At least, it wouldn't, if I were at all capable with any sort of weapon.
It takes all of a morning to figure out that weaponry is not my forte. Swords, spears, maces, pikes, and tridents are all much too heavy for me and my aim is tragically bad. Even if they weren't, I'm not fast enough for fencing and the others require too close of quarters for my taste. After a few hours at the archery range, I can at least hit the stationary target. But it would take years for me to hit anything like remotely like a kill shot and even longer to do the same to a moving target. At knives, I prove fair if only because I've dressed fish for Gram for years. But throwing knives is another matter entirely and I find myself with the same trouble as my archery skills. Any raw talent I might have had would take years to shape into a useful skill.
The only weapon I prove the least bit competent with is the slingshot. My wrist and arms are strong enough to withstand the tension. The aim is easy. Straight between the posts. By the end of the session, I can pick off the row of targets lined up and even the moving set.
Of all the unthreatening, unhelpful things to be good at, I am good with a slingshot.
Thom roars with laughter when I tell him so at breakfast the next morning. If I wasn't quite so embarrassed and disheartened I might laugh with him.

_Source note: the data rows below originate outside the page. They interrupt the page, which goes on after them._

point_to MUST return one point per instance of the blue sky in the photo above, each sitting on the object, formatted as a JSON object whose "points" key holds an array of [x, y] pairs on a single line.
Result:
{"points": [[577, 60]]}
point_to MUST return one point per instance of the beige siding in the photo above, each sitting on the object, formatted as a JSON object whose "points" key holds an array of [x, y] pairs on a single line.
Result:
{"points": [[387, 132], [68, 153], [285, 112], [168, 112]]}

"A slingshot?" He howls. "A damned slingshot? Oh Mags! You would!"
"What can you even kill with a slingshot?" Flynn asks with a chuckle. He, of course, excels at all the things I cannot even begin to pick up. Like Thom, spears, tridents and pikes seem to be his specialty.

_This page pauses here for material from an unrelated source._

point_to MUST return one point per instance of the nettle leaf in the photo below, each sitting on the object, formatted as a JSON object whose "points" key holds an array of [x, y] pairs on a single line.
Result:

"Gulls, maybe." Thom laughs again. He's still looking rather rough around the edges this morning and his mood as of late has been dreadful. We haven't even seen him except at breakfast in days. But this seems to have cheered him up considerable. "If you caught them just right."
"Well!" Minerva, of all people, comes to my defense. "At least it's something. She won't be completely helpless out there." She reminds them. "Good for you, darling." She smiles encouragingly at me.

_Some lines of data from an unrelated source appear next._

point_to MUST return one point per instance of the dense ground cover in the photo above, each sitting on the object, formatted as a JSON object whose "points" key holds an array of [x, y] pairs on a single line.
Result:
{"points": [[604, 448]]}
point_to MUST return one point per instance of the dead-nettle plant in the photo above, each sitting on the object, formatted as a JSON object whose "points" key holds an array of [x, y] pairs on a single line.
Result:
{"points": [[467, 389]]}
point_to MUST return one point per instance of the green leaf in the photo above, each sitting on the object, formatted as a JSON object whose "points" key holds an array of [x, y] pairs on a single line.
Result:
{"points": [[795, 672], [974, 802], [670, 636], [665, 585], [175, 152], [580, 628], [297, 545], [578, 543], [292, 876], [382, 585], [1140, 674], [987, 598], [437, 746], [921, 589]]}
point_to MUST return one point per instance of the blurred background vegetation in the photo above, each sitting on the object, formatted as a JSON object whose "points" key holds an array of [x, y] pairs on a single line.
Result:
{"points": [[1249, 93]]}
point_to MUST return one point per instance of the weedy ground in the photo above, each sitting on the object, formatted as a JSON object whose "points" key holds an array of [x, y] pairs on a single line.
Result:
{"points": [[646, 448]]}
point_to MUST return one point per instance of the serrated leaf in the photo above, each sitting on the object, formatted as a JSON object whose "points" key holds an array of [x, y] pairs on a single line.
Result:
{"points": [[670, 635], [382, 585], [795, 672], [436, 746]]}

"Work on something else for today." Thom is still chuckling. "Bows, knives. Something useful. Can't hurt to diversify. Even if you can kill something, there's no guarantee they'll have a slingshot." He reminds me.
This observation sends a fresh pang of dread into my stomach.
I haven't been thinking about the Arena and what the Gamemakers will have in store for us. Not really.
I've been thinking about things in terms of ordinary wilderness. Terrain found in Panem. Completely ignoring the fact that there is no guarantee that our Arena will be such.
There's no telling what the Gamemakers will have devised for us.
Some years, they are traditional terrains. Forests and deserts and mountains found in Panem. Especially in the first three years or so. Since then, they've started mixing it up. Thom's Arena, for example, had been an island. Tropical, like the ones you can see from District 4's oceans if you're out far enough. Filled with all manner of poisonous plants and animals, the only safe food a particular form of tree nuts and some fish out of the surrounding water. Another year, the District 12 Victor's year, I think, had been a true stone labyrinth, full of locked doors, hidden wells and poisoned springs. Last year, Keepsie's Arena, had been overgrown orchards, where all but a few tree yielding any kind of edible fruit. There had even been a year where the Cornucopia had been loaded with nothing but weapons, leaving the Tributes to fend entirely for themselves in the cold and rainy forests and another where there had been nothing at all and Tributes had had to fashion their own weapons from the wilderness.
Our Arena could be anything. The Gamemakers could be generous or miserly. And in only three days, we'll find out for sure.